I agree! I think a very “dumb” example is to use a static scheduler in a given dynamic scope. This is useful for getting deterministic results with computations using thread-local random number generators. With non-deterministic scheduling, it’s not straightforward to get deterministic results with RNGs. I understand there are fancier ways to get back this property. But I think a naive static scheduler is a nice option especially when you know that the workload is uniform across tasks.
It’s interesting you bring up RNGs: I feel it’s unfortunate that we have “global” (or thread-local) RNG state
As you said, it introduces non-determinism
It can’t be swapped out without passing an RNG context argument through to the innermost function call (exactly the same problem with logger contexts)

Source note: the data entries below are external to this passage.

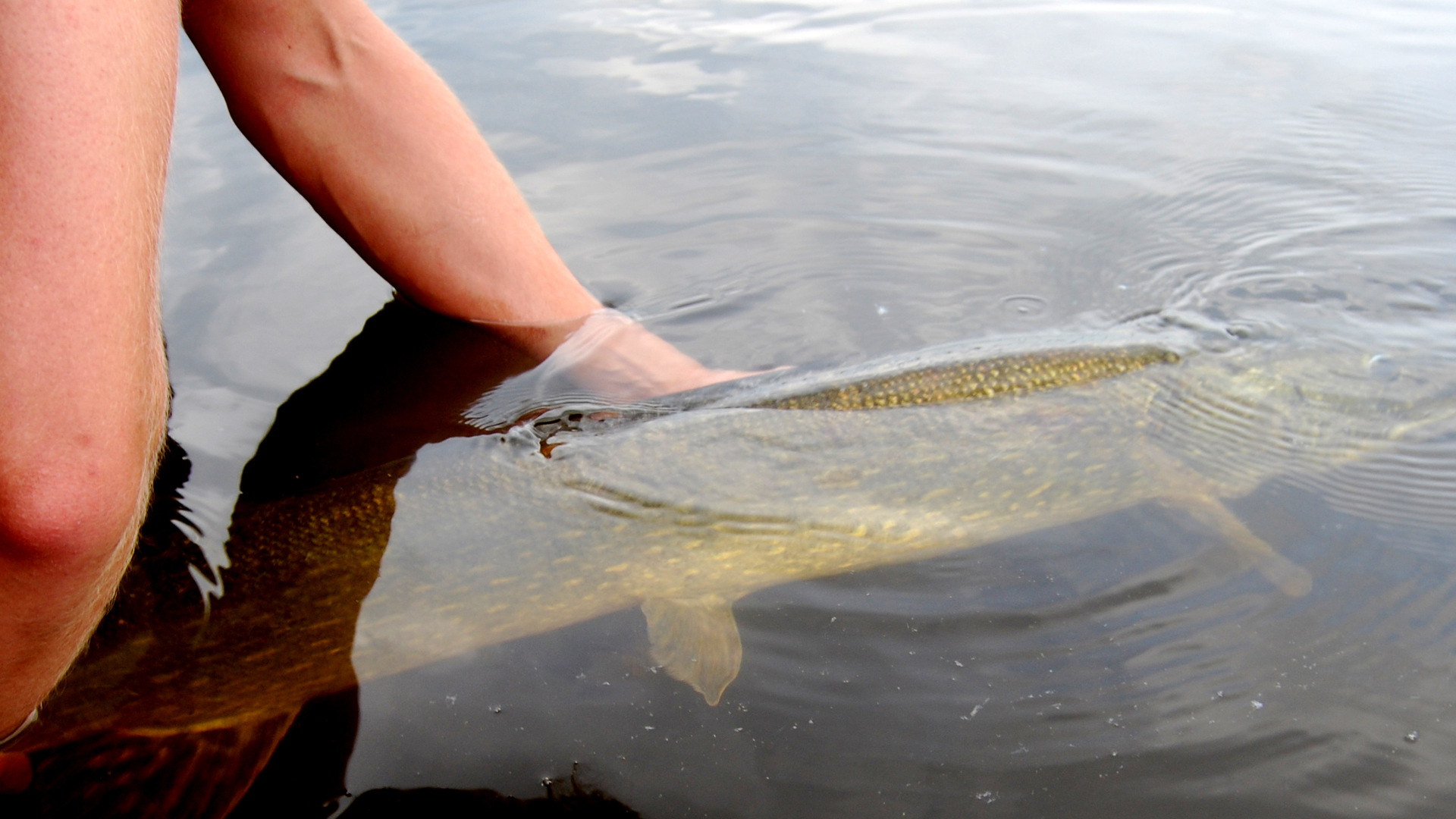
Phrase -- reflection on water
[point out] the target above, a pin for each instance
(1266, 186)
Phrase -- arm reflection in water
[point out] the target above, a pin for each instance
(177, 711)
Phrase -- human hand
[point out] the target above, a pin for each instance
(618, 359)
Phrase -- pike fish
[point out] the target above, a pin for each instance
(807, 475)
(686, 504)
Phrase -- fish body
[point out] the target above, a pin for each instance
(688, 512)
(685, 507)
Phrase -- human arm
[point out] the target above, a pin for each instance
(85, 121)
(388, 156)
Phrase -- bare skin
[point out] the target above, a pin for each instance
(354, 120)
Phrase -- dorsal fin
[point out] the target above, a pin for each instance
(696, 642)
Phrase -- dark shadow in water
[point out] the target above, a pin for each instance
(178, 710)
(565, 803)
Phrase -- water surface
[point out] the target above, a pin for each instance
(829, 181)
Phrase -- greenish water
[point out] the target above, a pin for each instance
(829, 183)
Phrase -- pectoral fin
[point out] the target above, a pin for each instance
(1279, 570)
(696, 642)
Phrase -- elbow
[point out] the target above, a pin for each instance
(64, 521)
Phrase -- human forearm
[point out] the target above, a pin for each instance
(383, 150)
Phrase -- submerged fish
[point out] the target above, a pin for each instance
(685, 512)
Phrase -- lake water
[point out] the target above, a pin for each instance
(830, 181)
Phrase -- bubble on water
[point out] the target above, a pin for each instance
(1383, 368)
(1024, 306)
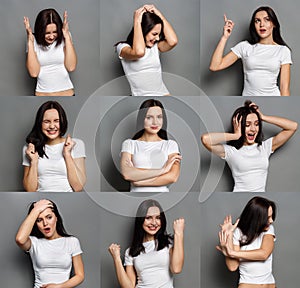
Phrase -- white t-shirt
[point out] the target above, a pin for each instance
(255, 272)
(52, 171)
(53, 76)
(261, 65)
(152, 267)
(149, 155)
(52, 259)
(144, 74)
(249, 165)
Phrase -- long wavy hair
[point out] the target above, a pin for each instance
(162, 133)
(149, 20)
(254, 219)
(162, 238)
(59, 224)
(44, 18)
(36, 136)
(242, 113)
(254, 37)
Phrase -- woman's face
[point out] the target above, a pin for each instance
(153, 35)
(251, 129)
(153, 120)
(152, 223)
(263, 25)
(50, 33)
(50, 124)
(270, 217)
(46, 223)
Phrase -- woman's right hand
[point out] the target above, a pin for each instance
(31, 154)
(28, 29)
(115, 250)
(170, 162)
(138, 14)
(228, 27)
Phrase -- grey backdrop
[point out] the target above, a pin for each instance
(230, 81)
(284, 163)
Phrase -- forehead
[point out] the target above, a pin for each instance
(251, 117)
(46, 212)
(51, 114)
(261, 14)
(153, 211)
(50, 27)
(156, 110)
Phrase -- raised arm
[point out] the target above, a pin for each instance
(166, 178)
(213, 141)
(32, 63)
(288, 127)
(177, 252)
(218, 60)
(138, 46)
(22, 237)
(70, 54)
(171, 39)
(30, 177)
(126, 278)
(75, 167)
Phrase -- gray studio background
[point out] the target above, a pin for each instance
(214, 273)
(180, 65)
(84, 23)
(81, 219)
(183, 127)
(284, 163)
(230, 81)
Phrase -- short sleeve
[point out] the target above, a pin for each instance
(237, 237)
(240, 50)
(172, 147)
(128, 261)
(120, 46)
(228, 151)
(78, 150)
(26, 161)
(286, 57)
(127, 146)
(75, 248)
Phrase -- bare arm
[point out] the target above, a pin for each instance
(75, 167)
(70, 54)
(285, 76)
(166, 178)
(289, 127)
(30, 177)
(213, 141)
(126, 278)
(32, 63)
(218, 60)
(177, 252)
(22, 237)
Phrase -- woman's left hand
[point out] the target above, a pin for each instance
(178, 226)
(69, 144)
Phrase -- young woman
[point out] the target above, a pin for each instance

In general, using thread-local state for tasks interacts badly with the desire to auto-migrate tasks between threads (you’d better not yield while holding any thread local state!)
So maybe access to the RNG state would be well modeled with an algebraic effect. The trick of course would be somehow making it efficient enough…
Yeah, that’s related to the fancier solution I was thinking. It’d be nice to hook “splittable” PRNGs in the @spawn mechanism and make it task-local than thread-local. I mentioned it at Brew a Parallel RNG? - #5 by tkf before (see also Parallel Mersenne Twister - #15 by oschulz). Providing this via an effect system sounds like an interesting and possibly elegant solution.
I agree that there’s a lot of value to having a static scheduler available; I hope to look at this soon. However, I’m unconvinced by using RNGs as an example. Determinism in the presence of parallelism is a much bigger problem and not so easily resolved.
As for the NUMA question, many folks have tried really hard to handle it transparently, but to the best of my knowledge, nobody runs real code that shares memory across NUMA domains – one process per NUMA domain is the rule of thumb. Research is always good – someone might come up with something cool – but QPI/UPI, network card memory maps, and now GPUs/accelerators make the cross-domain traffic too unpredictable.
Let me add: a project that I think would be very useful would be a work-stealing scheduler as a drop-in replacement for the current PDF scheduler. Compile-time switching would be fine for this. We could then use these for a proper comparative survey using a small set of multi-threaded applications that require nested parallelism.
I think I understand that it’s hard to get deterministic output with parallel computation in general. But wouldn’t a static scheduler make using RNG in a deterministic manner significantly easier, if not trivial?
(More precisely, my understanding is that you “just” need to write program where the task tree constructed by @spawns is deterministic in the sense it only depends on the input of computation (and not run-time properties like timing). By “static scheduler” I’m assuming that it will assign each task to a consistent thread with consistent ordering every time it is given the same shape of task tree.)
Hi Kiran, it’s great to have someone chiming in here who already has real experience implementing schedulers (unlike myself at least; I’m not sure about other people on this thread :-)). I agree this project sounds very practical and has quite a concrete outcome, both of which are great.
Out of curiosity, do you have any thoughts about pluggable dynamically scoped schedulers (as seems to be enabled by treating spawn as an effect in an algebraic effect system). The idea seemed cool, but I wasn’t sure whether having multiple schedulers would solve real practical problems. I also felt like there was a potential mismatch there between the simple concurrent examples I saw when reading about algebraic effects, vs a potential need for deeper runtime integration. In particular when tasks are parallel and not merely concurrent.